The first stage of the inaugural 750-mile Race to Alaska -- a non-motorized endurance race up the Inside Passage -- has thinned the field.
The adventure contest began at dawn Thursday at Port Townsend, Washington with a qualifying leg to Victoria, BC. It was designed as a shake-down to weed out unsuitable small craft.
Race founder Jake Beattie wrote in an email that he expects 29 vessels to set out for Ketchikan when the quirky, nautical marathon restarts at high noon on Sunday.
Beattie commended the competitors who dropped out of the race on the first day. The five teams signed up for the full race that did not reach Victoria included several small outrigger sailing kayaks and a 16-foot dory. One captain capsized and had to be rescued.
"I think the bravest course is to bow out of something that you've been planning for a year. Everyone's watching and you decide, 'You know, these are conditions too extreme for my boat and my skill level,'" said Beattie. "There's also been some equipment failure."
The qualifying leg took place in blustery conditions Thursday. National Weather Service stations recorded steady winds around 15 knots with gusts above 20 knots in the Strait of Juan de Fuca. Beattie said the wind and the tide were going in opposite directions as the race began creating waves in the strait higher than some of the boats in the event.

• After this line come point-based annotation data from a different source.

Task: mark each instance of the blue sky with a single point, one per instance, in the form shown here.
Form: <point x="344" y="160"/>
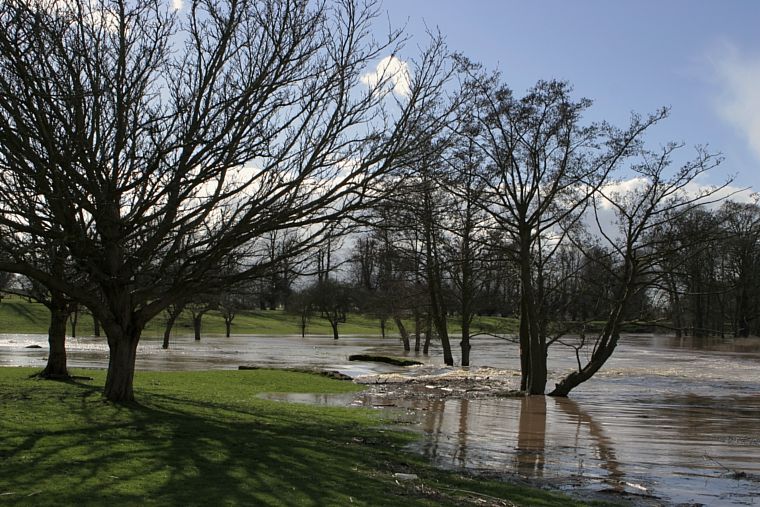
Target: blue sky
<point x="699" y="57"/>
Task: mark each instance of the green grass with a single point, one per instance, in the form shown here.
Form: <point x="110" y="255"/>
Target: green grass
<point x="20" y="316"/>
<point x="205" y="438"/>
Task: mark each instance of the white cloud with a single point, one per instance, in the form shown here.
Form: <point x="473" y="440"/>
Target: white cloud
<point x="394" y="72"/>
<point x="738" y="76"/>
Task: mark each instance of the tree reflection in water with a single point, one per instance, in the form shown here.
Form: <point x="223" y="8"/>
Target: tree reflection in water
<point x="535" y="436"/>
<point x="529" y="457"/>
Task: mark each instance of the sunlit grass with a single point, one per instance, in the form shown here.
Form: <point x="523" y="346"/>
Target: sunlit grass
<point x="205" y="438"/>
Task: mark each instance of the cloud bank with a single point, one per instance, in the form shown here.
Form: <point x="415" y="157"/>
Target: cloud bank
<point x="394" y="72"/>
<point x="738" y="76"/>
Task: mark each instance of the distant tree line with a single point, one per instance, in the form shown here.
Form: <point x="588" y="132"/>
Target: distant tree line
<point x="154" y="161"/>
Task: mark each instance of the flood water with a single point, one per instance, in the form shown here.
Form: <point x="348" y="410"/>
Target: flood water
<point x="667" y="421"/>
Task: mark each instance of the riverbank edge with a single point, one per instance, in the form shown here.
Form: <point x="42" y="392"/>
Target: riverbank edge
<point x="64" y="444"/>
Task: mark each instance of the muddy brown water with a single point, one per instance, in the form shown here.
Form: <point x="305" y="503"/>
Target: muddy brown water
<point x="667" y="421"/>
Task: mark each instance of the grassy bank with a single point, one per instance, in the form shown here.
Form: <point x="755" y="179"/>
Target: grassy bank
<point x="20" y="316"/>
<point x="206" y="439"/>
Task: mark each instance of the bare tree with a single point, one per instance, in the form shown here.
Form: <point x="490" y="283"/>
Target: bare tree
<point x="153" y="146"/>
<point x="541" y="166"/>
<point x="641" y="215"/>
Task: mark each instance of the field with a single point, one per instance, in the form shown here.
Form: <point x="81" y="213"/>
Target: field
<point x="18" y="315"/>
<point x="206" y="438"/>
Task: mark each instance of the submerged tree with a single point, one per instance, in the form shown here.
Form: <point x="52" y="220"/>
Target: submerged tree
<point x="541" y="165"/>
<point x="636" y="248"/>
<point x="152" y="146"/>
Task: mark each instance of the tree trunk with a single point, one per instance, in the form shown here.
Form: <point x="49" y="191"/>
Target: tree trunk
<point x="417" y="332"/>
<point x="73" y="319"/>
<point x="121" y="362"/>
<point x="172" y="312"/>
<point x="403" y="332"/>
<point x="606" y="343"/>
<point x="465" y="342"/>
<point x="532" y="353"/>
<point x="428" y="334"/>
<point x="56" y="363"/>
<point x="197" y="320"/>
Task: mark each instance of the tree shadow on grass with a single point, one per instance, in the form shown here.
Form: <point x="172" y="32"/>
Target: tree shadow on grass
<point x="170" y="450"/>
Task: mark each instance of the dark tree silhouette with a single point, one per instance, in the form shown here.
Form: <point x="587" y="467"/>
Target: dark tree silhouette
<point x="154" y="146"/>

The first racers to arrive in the sheltered waters of Victoria's Inner Harbour covered the 40 miles from Port Townsend in less than four hours. Team Golden Oldies finished the qualifying leg the fastest, followed closely by Team FreeBurd. Both are competing in racing catamarans.
The Race to Alaska was purposely created with relatively few rules in order to spur creativity and innovation. The key parameters are that the vessels must be engineless and unsupported by a chase boat or resupply/relief crew.
Racers are voyaging in vessels as small as a single kayak with a jury-rigged sail to as big as a 38-foot Crowther Shockwave catamaran. The largest crew in the race is onboard a six-man outrigger canoe.
The first racer to reach Ketchikan wins $10,000. Second place earns a set of steak knives.
The Race to Alaska was conceived by the Northwest Maritime Center in Port Townsend as a way to engage people in open water adventure and recreation. Beattie is the nonprofit's executive director.
Beattie told public radio he has been most surprised and heartened by how many people are connecting with this race. Hundreds of people crowded the Port Townsend waterfront before dawn to send off the racers Thursday.
"Not everyone should do an adventurous boat race to Alaska, but I think everyone deserves a little bit of adventure in their life," Beattie said.
"And if this race is the thing that gets people a little bit closer to doing a little more adventure, I think we all win."